The following track, See No Sun takes a similar if more structured path. Again there’s very little instrumentation backing Islaja’s barked incantations, and the silences give a feeling of paranoia. A lot of the arrangements seem out of sorts with each other, fractured, and bitty, aggressive and deliberately at odds with the beat of the vocals, or at different tempos. It’s very unsettling.
Suu often sounds like some high gloss mid-eighties record – the sort of Art of Noise mash up (Chaos Pilot, Travel Light), albeit that bit weirder, more in tune with the whacked out world of the Residents; a high gloss chart-bound Residents. Other bits have this moody cine noir feel to them, whether melancholy instrumentals that flirt with Low era Bowie (Temporary Haven, Sandals of Alice) or backstreet whispers; The Bogus Man soliloquies like Shit Hit The Fan (a truly scarifying slab of quirky, Hoch Europa lecturing).

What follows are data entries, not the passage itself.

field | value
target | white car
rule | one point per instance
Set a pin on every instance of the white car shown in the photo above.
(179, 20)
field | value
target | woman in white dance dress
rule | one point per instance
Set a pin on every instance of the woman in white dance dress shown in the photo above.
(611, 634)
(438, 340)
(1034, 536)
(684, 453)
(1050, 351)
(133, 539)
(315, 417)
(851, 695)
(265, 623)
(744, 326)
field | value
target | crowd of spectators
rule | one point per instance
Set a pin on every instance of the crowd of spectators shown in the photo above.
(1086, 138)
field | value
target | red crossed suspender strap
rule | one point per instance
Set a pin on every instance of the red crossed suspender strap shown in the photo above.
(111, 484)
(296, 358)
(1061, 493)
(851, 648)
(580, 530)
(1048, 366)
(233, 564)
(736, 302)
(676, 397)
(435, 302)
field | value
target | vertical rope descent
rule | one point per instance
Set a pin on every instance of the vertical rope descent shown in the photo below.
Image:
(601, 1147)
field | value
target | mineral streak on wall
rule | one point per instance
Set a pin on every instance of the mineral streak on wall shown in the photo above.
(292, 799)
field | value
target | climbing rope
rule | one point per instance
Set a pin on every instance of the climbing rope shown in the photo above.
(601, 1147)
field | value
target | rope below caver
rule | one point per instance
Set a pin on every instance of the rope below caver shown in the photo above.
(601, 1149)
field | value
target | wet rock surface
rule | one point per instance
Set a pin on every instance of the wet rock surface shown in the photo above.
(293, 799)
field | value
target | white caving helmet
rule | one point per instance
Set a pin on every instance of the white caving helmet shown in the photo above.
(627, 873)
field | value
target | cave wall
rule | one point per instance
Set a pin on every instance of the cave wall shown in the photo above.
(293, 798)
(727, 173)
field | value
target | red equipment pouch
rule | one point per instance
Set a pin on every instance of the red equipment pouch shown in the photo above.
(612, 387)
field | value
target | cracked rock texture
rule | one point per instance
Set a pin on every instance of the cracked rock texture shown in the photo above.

There are some belting songs on here mind, and I wonder if anybody could refuse such gems as Music Is Mine, Lay By My Side and Dust From Heaven where Islaja drops the artful noises and gives it to us straight, and given the disorientating effect the reset of the record has, these are sucker punches par excellence.
Once you get used to this record you’ll realize it’s a bobby dazzler.